While that unique image sold millions of records and turned her into a certified pop superstar, it always felt shallow and one-dimensional to me; the persona of someone who says they are “born in the wrong generation,” but listens to trap-pop and trip-hop.

That’s what makes her newest album, “Norman F** Rockwell!,” such a resounding success—she has formed her “sadcore” image into something far more layered than on her previous efforts, something more confident and far more interesting.

On this new album, Del Rey’s lyrics are upfront. “Goddamn, man-child,” she sings on the album’s opening track, “You f* me so good I almost said ‘I love you’.” Del Rey’s lyrics have always been about love, but the writing on “Norman F** Rockwell!” is greatly improved from the fake deep feelings she had put on her previous material. Del Rey is no longer the brooding, traditionalist writer of albums past. This is the album of someone with a complicated life, someone who took a long path to get to where she is today. “Don't ask if I'm happy, you know that I'm not / But at best, I can say I'm not sad / 'Cause hope is a dangerous thing for a woman like me to have,” she croons on the album’s finale. With “Norman F** Rockwell!,” Lana has finally figured out how to write about herself in a way that doesn’t feel trite. It’s a massive step forward for an artist whose life is ripe for great writing and interesting anecdotes.

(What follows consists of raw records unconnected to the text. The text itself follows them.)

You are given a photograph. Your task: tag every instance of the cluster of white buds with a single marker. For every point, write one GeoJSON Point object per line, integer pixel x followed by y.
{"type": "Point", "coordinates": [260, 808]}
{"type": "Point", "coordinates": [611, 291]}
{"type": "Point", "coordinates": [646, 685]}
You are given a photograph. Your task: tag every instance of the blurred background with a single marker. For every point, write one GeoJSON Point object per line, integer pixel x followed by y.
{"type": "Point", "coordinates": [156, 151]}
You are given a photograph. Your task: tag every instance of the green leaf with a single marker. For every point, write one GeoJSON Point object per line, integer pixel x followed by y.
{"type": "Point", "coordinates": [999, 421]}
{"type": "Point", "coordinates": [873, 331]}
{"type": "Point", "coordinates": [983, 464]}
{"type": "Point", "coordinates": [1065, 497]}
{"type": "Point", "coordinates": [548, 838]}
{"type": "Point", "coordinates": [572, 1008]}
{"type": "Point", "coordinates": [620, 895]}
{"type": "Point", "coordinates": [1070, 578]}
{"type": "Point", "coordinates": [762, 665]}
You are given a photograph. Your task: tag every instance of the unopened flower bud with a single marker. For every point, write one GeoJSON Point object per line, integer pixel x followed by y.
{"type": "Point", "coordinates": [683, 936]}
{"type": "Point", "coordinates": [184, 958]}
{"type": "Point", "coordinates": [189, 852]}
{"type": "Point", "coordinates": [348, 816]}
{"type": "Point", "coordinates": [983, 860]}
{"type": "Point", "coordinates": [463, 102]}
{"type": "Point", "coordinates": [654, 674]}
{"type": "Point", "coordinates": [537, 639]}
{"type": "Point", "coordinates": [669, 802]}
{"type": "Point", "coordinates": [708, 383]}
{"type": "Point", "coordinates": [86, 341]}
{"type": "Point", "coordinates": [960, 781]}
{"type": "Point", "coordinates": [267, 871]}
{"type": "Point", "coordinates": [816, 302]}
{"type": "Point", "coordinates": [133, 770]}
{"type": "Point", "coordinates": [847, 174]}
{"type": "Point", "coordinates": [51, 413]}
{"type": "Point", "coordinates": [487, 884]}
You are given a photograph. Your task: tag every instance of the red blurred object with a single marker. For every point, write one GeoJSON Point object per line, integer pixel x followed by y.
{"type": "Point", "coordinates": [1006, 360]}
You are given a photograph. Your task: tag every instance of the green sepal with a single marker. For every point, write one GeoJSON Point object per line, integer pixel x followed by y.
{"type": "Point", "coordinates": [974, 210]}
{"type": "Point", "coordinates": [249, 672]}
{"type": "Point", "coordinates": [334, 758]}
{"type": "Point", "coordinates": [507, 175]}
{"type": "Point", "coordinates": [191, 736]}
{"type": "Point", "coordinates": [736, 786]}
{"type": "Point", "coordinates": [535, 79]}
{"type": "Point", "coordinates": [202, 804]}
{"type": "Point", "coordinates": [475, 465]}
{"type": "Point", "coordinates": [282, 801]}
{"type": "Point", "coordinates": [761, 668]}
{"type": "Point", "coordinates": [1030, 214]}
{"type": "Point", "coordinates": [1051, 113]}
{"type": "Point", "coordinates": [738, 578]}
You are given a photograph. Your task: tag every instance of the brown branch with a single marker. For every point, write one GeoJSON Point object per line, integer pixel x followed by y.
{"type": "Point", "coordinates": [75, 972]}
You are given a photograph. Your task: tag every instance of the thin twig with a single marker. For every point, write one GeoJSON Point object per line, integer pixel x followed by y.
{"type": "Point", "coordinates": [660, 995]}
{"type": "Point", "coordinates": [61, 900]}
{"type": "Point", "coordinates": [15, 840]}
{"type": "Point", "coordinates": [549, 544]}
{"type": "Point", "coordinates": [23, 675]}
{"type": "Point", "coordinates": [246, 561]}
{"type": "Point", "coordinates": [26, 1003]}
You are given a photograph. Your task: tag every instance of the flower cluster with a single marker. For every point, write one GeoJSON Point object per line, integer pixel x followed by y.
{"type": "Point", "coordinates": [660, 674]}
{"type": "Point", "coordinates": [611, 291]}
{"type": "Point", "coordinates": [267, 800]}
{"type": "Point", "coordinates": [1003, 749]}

Musically, Del Rey has ditched the trap-pop of her previous work for a more authentic ‘70s-era sound. By attaching her extremely 2019 lyrics to dreamy, vintage baroque pop, Del Rey makes her writing and visuals feel all the more lived in and accurate. It’s a huge upgrade over her previous work. Many artists who create ‘70s-inspired tunes become too focused on achieving perfect replicas of the era, but Del Rey and pop superstar producer Jack Antonoff fit in just enough modern pop influences to create a stunningly unique sound. It’s something that’s incredibly hard to pull off and that I’ve only heard one other time this year, on Weyes Blood’s “Titanic Rising.” This is perhaps best heard in the nine-minute long track “Venice B****,” an elegant neo-psychedelic journey through droning synths, warbled electric guitars and blissful vocal melodies. Other tracks, such as “Happiness is a butterfly,” tone down the instrumentation, pairing Del Rey with only a lone piano. It’s achingly beautiful.

All this is not to say “Norman F** Rockwell!” is a perfect album. The back half suffers from a sense of sameyness. “The Next Best American Record” is a textbook “old Lana” track that doesn’t really make a lot of sense on this record. “Doin’ Time” is fine, but feels out of place compared to the other better written tracks Lana has on the record.

The nice thing is that those issues are easily overlooked because the rest of the album is good enough to make me ignore that stuff. This album is a bold statement from Del Rey, a proclamation of a new, more varied direction. Excuse my Lana-inspired language, but “Norman F** Rockwell!” is simply, really f** good.